# Rudge??? Is this a well made bike?



## jd56 (Jun 9, 2013)

Not a lightweight collector but, I ran into someone that has a matching set (?) of Rudge lightweights.
Not sure if they are in fact a matching his and hers set but, I will say the chainring on the mens is massive.
Also they both have Brooks seats.
I was told the boys air pump was not original.

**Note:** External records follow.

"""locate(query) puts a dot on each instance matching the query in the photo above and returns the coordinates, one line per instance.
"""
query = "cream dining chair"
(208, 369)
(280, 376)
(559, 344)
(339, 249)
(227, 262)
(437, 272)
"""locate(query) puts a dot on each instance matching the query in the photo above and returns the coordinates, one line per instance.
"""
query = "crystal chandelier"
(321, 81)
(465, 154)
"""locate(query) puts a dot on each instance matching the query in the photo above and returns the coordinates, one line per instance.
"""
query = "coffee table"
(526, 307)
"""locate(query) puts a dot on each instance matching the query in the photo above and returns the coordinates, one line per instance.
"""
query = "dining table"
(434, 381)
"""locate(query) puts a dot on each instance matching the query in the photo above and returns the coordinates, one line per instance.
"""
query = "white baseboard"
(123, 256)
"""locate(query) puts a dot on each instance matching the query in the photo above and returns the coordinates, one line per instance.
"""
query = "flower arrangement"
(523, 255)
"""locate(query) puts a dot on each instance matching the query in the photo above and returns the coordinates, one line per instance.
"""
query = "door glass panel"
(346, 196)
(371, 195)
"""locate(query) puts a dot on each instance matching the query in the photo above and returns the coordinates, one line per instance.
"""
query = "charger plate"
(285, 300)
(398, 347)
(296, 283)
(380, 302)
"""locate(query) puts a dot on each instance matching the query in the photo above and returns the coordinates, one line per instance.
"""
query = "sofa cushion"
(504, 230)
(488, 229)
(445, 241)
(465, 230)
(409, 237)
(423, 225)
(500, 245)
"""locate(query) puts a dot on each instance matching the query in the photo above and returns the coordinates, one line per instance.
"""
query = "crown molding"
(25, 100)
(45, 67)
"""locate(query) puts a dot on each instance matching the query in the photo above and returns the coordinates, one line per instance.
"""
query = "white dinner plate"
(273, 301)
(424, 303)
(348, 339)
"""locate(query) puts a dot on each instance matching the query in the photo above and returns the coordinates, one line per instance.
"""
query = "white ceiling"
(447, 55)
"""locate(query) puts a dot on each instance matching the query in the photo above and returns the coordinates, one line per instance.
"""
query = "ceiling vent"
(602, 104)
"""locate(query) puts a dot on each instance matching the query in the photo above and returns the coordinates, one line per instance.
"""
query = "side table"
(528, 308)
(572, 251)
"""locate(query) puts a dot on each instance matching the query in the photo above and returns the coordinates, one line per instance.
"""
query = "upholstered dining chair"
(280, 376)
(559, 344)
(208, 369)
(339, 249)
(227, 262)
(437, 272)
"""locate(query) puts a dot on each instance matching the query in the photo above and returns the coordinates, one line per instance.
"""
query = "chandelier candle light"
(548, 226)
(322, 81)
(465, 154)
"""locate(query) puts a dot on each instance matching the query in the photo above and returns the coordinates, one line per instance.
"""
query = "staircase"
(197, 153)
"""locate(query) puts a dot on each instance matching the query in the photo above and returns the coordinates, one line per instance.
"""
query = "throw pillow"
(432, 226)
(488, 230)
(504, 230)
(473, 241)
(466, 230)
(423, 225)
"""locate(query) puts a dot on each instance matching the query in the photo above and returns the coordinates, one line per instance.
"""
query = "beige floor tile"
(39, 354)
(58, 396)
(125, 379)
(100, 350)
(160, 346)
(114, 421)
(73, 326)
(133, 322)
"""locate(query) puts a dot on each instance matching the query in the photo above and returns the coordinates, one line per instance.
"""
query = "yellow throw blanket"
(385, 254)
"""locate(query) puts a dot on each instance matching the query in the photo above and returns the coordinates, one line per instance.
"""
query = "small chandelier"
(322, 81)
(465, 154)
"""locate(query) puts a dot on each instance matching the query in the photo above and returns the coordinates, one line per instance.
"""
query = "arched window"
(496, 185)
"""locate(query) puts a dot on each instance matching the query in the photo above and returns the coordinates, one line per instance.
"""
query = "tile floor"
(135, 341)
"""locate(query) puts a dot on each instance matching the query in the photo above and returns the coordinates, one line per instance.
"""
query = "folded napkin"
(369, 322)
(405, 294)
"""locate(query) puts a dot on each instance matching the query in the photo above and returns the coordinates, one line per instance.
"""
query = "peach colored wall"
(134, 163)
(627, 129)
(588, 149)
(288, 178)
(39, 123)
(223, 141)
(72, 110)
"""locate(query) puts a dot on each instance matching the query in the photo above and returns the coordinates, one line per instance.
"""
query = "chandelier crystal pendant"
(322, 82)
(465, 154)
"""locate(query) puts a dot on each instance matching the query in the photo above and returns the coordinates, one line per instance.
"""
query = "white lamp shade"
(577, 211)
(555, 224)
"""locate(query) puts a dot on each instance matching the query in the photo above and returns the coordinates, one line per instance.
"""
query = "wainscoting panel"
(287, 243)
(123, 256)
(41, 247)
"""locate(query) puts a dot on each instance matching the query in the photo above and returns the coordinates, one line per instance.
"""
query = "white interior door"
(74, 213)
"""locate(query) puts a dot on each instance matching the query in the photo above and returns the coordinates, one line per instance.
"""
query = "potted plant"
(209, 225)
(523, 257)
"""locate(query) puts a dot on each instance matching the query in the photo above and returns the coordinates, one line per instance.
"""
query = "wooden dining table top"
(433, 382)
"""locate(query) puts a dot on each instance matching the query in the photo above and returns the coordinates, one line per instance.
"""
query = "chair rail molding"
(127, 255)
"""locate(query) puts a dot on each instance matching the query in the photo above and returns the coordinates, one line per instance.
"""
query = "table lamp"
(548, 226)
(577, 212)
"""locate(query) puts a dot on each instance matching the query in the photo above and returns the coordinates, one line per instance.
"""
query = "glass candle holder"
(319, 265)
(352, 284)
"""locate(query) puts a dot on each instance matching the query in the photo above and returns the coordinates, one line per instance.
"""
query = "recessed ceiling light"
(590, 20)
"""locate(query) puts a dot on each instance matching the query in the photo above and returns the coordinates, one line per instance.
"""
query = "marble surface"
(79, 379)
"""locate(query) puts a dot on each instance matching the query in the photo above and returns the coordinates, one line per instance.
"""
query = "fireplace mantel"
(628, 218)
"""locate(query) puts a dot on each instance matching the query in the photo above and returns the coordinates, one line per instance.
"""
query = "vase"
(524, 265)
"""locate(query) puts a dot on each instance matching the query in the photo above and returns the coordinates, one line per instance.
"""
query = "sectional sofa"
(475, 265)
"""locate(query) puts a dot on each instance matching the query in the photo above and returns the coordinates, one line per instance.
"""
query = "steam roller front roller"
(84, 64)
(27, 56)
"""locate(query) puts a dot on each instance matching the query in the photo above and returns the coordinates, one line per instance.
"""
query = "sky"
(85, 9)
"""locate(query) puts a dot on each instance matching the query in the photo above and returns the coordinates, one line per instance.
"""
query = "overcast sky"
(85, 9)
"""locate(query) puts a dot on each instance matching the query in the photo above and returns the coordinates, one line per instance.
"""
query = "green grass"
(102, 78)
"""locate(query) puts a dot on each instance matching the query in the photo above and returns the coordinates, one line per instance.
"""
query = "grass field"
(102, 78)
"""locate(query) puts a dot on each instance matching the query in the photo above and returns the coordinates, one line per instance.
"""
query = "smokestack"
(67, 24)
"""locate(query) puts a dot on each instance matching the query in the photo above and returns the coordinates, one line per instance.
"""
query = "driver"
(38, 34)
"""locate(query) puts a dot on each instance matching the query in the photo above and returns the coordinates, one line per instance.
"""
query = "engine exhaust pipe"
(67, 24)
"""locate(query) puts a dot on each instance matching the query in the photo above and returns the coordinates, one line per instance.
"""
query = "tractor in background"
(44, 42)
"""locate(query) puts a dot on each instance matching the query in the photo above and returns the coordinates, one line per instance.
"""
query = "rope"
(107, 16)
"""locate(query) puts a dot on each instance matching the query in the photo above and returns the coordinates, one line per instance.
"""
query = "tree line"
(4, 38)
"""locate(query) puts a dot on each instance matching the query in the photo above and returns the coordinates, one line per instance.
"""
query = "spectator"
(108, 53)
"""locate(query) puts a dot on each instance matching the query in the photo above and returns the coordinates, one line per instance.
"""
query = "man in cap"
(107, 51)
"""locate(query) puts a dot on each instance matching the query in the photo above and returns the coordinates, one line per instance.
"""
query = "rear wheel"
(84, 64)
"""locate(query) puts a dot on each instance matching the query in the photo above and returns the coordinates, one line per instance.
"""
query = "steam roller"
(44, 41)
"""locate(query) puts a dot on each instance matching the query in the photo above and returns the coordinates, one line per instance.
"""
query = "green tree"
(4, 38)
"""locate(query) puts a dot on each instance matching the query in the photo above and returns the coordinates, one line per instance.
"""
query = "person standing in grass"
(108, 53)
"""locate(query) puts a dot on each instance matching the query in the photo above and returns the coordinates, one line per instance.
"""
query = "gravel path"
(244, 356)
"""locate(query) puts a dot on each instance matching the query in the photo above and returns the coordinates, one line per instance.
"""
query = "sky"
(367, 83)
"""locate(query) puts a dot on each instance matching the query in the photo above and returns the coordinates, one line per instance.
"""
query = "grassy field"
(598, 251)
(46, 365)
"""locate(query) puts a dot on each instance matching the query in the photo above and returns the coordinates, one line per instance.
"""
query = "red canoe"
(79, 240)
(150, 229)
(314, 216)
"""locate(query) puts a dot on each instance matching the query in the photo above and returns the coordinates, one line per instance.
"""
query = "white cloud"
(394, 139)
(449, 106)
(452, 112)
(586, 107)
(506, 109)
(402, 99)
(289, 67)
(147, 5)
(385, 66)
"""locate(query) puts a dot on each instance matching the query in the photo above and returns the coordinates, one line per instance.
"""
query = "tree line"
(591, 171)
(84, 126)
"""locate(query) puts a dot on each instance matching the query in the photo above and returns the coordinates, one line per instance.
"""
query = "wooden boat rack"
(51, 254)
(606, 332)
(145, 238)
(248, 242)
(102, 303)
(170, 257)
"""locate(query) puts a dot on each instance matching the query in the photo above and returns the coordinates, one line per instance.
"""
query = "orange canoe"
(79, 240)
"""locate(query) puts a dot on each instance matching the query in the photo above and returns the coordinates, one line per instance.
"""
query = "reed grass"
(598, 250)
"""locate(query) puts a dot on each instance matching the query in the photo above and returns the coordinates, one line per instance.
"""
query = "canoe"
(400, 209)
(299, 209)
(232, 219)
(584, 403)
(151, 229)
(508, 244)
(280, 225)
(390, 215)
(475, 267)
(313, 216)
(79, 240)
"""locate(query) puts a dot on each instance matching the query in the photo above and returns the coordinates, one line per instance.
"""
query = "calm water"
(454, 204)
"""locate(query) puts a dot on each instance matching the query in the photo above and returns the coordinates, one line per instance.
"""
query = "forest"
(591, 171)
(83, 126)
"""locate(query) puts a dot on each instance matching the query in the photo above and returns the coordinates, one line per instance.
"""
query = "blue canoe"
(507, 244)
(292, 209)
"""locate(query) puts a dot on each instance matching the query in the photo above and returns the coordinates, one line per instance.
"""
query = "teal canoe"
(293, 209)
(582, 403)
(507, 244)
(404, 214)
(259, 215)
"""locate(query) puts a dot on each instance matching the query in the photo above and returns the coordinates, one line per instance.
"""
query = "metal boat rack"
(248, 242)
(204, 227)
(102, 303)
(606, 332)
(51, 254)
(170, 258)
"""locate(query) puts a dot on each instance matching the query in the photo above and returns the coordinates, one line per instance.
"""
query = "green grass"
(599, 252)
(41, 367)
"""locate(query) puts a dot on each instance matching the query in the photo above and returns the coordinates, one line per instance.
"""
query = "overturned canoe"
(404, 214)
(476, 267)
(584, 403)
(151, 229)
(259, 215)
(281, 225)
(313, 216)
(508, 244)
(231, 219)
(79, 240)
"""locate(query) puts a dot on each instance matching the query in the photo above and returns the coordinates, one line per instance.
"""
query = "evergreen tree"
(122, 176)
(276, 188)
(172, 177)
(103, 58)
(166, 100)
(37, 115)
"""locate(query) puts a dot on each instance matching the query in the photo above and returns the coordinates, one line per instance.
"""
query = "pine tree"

Any help on the id of these is appreciated, and then there is the ever popular novice question....there value.


----------



## OldRider (Jun 9, 2013)

They both look very complete, right down to the always missing tire pumps.I've  never seen that ring before on the male Rudge, very nice. I used to be able to sell road bikes like this like hotcakes, as soon as we  rebuilt them they were out the door, now for some reason they're not moving. Last year I would easily have made 300-350 on the pair, this year I'd be happy with 200. I don't know what your market is for British road bikes but that's where I'm at way up north. Quality wise they were right up there with the best Britain offered.


----------



## jd56 (Jun 9, 2013)

thanks OR. It's a couple that own an antique shop down here on the Outerbanks, and I actually sent then to the Cabe link. 
Was hoping someone would give there thoughts on the bike, realistic value anyway.
Thanks.
JD


----------



## fat tire trader (Jun 9, 2013)

Can you post some close-up shots of the key parts of these bikes?


----------



## jd56 (Jun 10, 2013)

Chris, I didn't take too many pics of the bikes.
The girls is a 3 speed Rudge Whitworth
The boys is also a multispeed.
Both had what appeared to be nice leather saddles. I know the girls was stamped Brooks.
I didn't spend much time looking at these as it's not my cup of tea.
I was excited to see them anyway but, the boys chainring had me intrigued. Seemed huge or oversized to me

Here are the others I took. I can send you the antique shops link if you youre interested.









Boys saddle




Girls saddle


----------



## sailorbenjamin (Jun 13, 2013)

Rudge was bought by Raleigh in 1960 I think, so most of the ones that you see are rebadged Raleighs.  The men's is interesting, not just for the big chainring, but also for the crank set.  Most of these had a 1 piece stamped crank.  The small diameter 3 bolt pattern is sorta rare and might date this bike as earlier than the Raleigh takeover.  Also interesting is the little wheel on the seat tube for a 3 speed shifter wheel.  Is there a 3 speed hub behind the multiple cogs and derailler?  Not unheard of but not too common either.  If there's no 3 speed hub then the little seat tube wheel would tell me that this is a conversion and the derailler rear setup is something somebody made.  I wonder what brand the derailler is.
Unrestored, if the saddles don't have any tears around the rivets or other defects, I'd say these area worth at least a hundred bucks a piece, Maybe alittle less for the girls.  Cleaned up and lubed I could get $150 for the girl's around here or about $50 less if I keep the saddle.  I leave that up to the buyer.  Hard to say on the guy's till we know the model.
Assuming they're post takeover bikes, you might find the serial number at www.theheadbadge.com.


----------



## sailorbenjamin (Jun 13, 2013)

And yes, Rudge was the top of Raleigh's pecking order and got the best parts.  So they are somewhat sought after by the British bike collectors.


----------



## SirMike1983 (Jun 14, 2013)

Raleigh took over Rudge in 1943 or so after they bought the brand from EMI. It was one of the three flagship lines, along with Raleigh and Humber (acquired in about 1933). I tend to agree that Rudge got the best parts and additions of the three.


----------



## bulldog1935 (Jun 14, 2013)

(Raleigh bought Carlton in 1960, after that, N serial nos. were made in Nottingham, W serial nos. were made in Worksop)


----------



## joel.romeo.79 (Aug 20, 2014)

I don't suppose you still have that men's bike. I have seen one like that before it had rod brakes and a three speed though 


It wasn't me I swear.


----------



## joel.romeo.79 (Aug 20, 2014)

Oops


----------



## Goldenrod1 (Dec 22, 2014)

I have a Rudge  from 1950.  You can get pumps on the internet from Thailand.


----------